We start from elementary variables, then we define number terms by two operations: substraction and multiplication. • Variables are terms.
• Substraction (the first line): a is a variable and b is a term, then $a-b$ is a term.
• Multiplication (2nd line): a, b are terms, then $ab$ is a term.

By pattern matching we can prove for example this: [update: figure replaced, the initial one was wrong by pattern matching only. The difference is that in this correct figure appears “(a-b)d” instead of the wrong “d(a-b)”]

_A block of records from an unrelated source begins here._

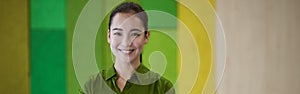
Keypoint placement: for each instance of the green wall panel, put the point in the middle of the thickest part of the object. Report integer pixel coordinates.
(47, 47)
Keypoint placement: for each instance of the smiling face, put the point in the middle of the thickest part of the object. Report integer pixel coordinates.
(126, 37)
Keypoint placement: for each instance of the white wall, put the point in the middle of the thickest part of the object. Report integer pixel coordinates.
(263, 42)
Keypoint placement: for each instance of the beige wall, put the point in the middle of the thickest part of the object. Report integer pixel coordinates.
(263, 41)
(14, 67)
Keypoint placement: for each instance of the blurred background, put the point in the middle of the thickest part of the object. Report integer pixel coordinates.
(262, 41)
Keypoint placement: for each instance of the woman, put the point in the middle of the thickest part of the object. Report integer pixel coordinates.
(127, 35)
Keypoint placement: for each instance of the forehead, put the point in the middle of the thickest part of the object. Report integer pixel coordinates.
(126, 20)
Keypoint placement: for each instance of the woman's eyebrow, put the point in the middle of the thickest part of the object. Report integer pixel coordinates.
(136, 30)
(118, 29)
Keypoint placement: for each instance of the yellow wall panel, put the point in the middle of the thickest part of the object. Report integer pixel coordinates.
(14, 63)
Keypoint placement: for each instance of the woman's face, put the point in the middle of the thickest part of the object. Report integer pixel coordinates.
(126, 37)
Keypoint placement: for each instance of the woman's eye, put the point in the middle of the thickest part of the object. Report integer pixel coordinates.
(135, 34)
(117, 33)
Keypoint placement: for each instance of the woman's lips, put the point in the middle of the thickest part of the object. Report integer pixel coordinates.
(126, 51)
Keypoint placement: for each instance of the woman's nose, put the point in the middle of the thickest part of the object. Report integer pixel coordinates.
(127, 41)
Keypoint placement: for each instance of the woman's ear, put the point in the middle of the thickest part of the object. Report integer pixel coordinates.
(147, 36)
(108, 36)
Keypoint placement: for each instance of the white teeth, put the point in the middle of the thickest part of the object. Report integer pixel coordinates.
(127, 51)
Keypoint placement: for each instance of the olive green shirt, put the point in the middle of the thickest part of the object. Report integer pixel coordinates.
(143, 81)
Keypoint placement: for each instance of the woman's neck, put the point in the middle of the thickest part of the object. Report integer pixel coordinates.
(125, 69)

What does it mean? These are just binary trees. Well let’s take a typing convention where e, x, … are elements of a vector space and the variables are invertible scalars. Moreover take $e = 0$ for simplicity.

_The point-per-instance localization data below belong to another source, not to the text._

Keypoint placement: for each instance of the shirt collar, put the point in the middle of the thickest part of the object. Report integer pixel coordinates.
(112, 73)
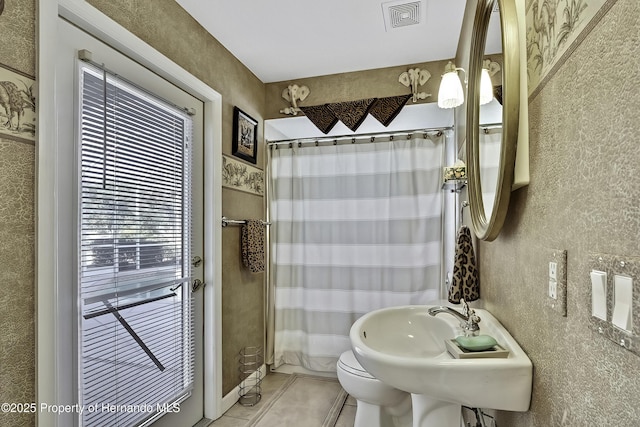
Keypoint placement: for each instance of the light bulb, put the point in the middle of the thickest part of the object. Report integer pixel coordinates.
(486, 87)
(450, 94)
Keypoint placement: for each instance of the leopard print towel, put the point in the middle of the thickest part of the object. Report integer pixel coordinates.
(253, 245)
(465, 283)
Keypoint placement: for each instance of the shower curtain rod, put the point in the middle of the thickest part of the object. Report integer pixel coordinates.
(352, 138)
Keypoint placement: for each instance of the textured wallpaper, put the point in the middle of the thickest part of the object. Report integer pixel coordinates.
(554, 28)
(584, 139)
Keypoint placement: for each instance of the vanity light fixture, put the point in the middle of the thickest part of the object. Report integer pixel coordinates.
(486, 87)
(451, 94)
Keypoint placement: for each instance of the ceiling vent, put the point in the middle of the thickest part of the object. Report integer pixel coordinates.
(399, 14)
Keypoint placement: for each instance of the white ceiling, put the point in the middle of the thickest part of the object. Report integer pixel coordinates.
(291, 39)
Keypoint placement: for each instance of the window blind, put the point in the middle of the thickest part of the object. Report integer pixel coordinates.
(136, 335)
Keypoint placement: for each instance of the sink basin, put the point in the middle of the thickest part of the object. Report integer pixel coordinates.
(405, 348)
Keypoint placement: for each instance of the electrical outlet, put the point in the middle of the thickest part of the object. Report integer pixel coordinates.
(553, 271)
(553, 289)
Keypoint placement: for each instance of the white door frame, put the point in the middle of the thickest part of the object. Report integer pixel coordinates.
(55, 370)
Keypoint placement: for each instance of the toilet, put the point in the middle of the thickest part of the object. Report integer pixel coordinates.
(379, 405)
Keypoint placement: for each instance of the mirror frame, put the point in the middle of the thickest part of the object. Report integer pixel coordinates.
(489, 228)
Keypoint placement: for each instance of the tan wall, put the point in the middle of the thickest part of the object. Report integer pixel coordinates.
(17, 230)
(584, 139)
(353, 86)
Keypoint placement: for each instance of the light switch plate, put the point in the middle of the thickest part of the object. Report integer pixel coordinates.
(615, 265)
(557, 267)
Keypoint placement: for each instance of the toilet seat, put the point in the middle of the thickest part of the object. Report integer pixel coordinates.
(378, 404)
(350, 364)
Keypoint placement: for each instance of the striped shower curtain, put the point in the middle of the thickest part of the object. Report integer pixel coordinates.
(355, 227)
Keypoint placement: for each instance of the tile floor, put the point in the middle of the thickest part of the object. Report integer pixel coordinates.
(239, 416)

Then the previous pattern matching dream says that $(1-(a-b))c x + (a-b)(c-d) x = (c - (a-b)d)x$

which is true, but from all the irrelevant reasons (vector space, associativity and commutativity  of addition, distributivity, etc): $(c- ac + bc + ac -ad - bc + bd) x = (c - ad + bd) x = (c - (a-b)d)x$ With the previous typing conventions it reads: $(c-(a-b))x = (1-b)(c-a)x + b(1- a^{-1})(c-a) x + (bc a^{-1})x$

which is true because the right hand side is: $((1-b)(c-a) + b(1- a^{-1})(c-a) + bc a^{-1} )x =$ $= (c-a-bc+ab+bc-ab-bca^{-1} +b+bc a^{-1}) x = (c-a+b) x = (c-(a-b))x$

Which is funny because it does not make any sense.